Già, i prezzi, a volte sono sembrati eccessivi…
"A volte le polemiche sono esagerate. Il prezzo va contestualizzato rispetto al territorio: la vita delle grandi città del Nord è più costosa rispetto a un paese come Caiazzo. Poi, per tornare alle polemiche sulla pizza di Briatore voglio dire una cosa. Lì l’errore non era il prezzo, che era giusto, perché il Patanegra è un prodotto costoso. L’errore era semmai tecnico perché non puoi mettere il prosciutto crudo su un condimento caldo, rischi di rovinarlo e perdere le sfumature del gusto".

Lei è famoso per la margherita sbagliata, una reinterpretazione semplice ma elegante del gran classico. Perché le dà così fastidio il termine gourmet?
"Il gourmet appartiene agli chef. Che hanno competenze diverse e nei piatti esprimono una creatività che non si può replicare nella pizza. Devo ammettere che il mondo pizza non ha le competenze scientifiche e tecniche per fare certe cose. Stiamo aspettando che a livello istituzionale si possa creare un percorso dedicato al pizzaiolo nelle scuole alberghiere. Abbiamo bisogno che la nostra figura sia ben riconoscibile e dotata di strumenti sin dalle scuole. Così, quando noi realtà più affermate cerchiamo qualcuno, non dobbiamo partire da zero. Di solito chi fa questo mestiere lo fa di famiglia, ma non deve essere solo così. Ad oggi le scuole di pizzeria sono solo private e gestite da sponsor".

Nella top 10 di The Best pizza awards ci sono alcuni colleghi stranieri. Che vuol dire questo?
"Che la pizza, pur rimanendo simbolo italiano è diventata un prodotto globale. La pizza si fa ovunque e può essere buona ovunque: basta non replicare quella degli altri, ma sfruttare le materie prime che si hanno sul territorio. Sarah Minnick, ad esempio, fa un’ottima pizza in Oregon con prodotti del posto: non è la napoletana ma è una interpretazione di livello".

Lei ha scelto di rimanere nella sua Caiazzo, dove ha creato un vero e proprio tempio della pizza mondiale. Ma che consiglio darebbe a un giovane pizzaiolo ambizioso che vuole fare conoscere le sue idee e la sua filosofia?
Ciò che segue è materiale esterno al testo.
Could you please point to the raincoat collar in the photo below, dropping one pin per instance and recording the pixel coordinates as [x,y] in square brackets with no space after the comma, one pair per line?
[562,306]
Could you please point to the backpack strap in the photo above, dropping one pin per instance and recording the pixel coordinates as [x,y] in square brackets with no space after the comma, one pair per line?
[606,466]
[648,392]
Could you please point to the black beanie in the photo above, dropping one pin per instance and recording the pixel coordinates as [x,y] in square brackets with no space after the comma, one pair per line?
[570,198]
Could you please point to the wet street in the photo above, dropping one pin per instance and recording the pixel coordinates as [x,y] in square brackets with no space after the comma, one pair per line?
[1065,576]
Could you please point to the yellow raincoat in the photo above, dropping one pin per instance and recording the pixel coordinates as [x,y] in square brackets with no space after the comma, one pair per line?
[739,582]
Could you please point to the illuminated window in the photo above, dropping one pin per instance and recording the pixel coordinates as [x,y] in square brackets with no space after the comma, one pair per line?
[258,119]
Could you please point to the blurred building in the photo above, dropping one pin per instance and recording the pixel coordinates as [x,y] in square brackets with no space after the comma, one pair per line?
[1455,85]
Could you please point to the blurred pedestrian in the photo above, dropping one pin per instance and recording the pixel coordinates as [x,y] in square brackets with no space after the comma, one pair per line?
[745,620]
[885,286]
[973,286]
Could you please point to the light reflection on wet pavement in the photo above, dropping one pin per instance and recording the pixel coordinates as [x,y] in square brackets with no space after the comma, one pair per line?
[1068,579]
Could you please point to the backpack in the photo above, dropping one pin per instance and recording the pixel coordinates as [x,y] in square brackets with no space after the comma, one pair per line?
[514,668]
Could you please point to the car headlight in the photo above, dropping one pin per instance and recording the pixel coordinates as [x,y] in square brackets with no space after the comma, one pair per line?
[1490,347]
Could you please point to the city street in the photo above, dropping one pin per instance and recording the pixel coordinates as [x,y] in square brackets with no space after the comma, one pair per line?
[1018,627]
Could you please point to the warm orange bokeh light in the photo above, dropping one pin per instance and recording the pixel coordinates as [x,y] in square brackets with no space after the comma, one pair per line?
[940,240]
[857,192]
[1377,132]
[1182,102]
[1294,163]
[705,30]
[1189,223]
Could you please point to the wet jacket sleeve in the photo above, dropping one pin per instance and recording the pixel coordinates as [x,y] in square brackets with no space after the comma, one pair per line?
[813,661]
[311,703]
Può farcela rimanendo a casa o per crescere è necessario il confronto con le grandi città?
"I percorsi devono farsi a tappe. Io sono partito dal mio territorio. Solo dopo sono riuscito a dialogare con il mondo. Posso dire di esserci riuscito".

Nel genere pizza napoletana, si parla della dicotomia tra bordo di canotto e ruota di carretto per quanto riguarda lo stile dei cornicioni, uno più gonfio e il secondo più steso. Poi ci sono la romana e le altre. Se lei avesse adesso voglia di pizza che tipo sceglierebbe e che gusto?
"La mia (ride, ndr). Una cosa voglio dire sul cornicione: nella pizza non deve essere esagerato rispetto al condimento, perché troppi carboidrati creano squilibrio. Ecco perché in alcune pizze ho creato un dressing aggiuntivo per accompagnare l’impasto".

dressing
Una pizza del menu funzionale: il dressing aggiuntivo serve per garantire l'equilibrio nutrizionale con i carboidrati

Farine di grillo, insetti ecc. La farebbe mai una pizza così?
"Ne ho sentito parlare ma non ho provato e non ho voglia di provarla.

Faccio attenzione a dire non si può fare, ma penso questo: la pizza è identificativa del grano, miglioriamo la qualità dei grani piuttosto".

E con il granchio blu?
"Non la farei mai per effetto mediatico. Non l’ho mai assaggiato. Finché non lo assaggio non lo posso dire".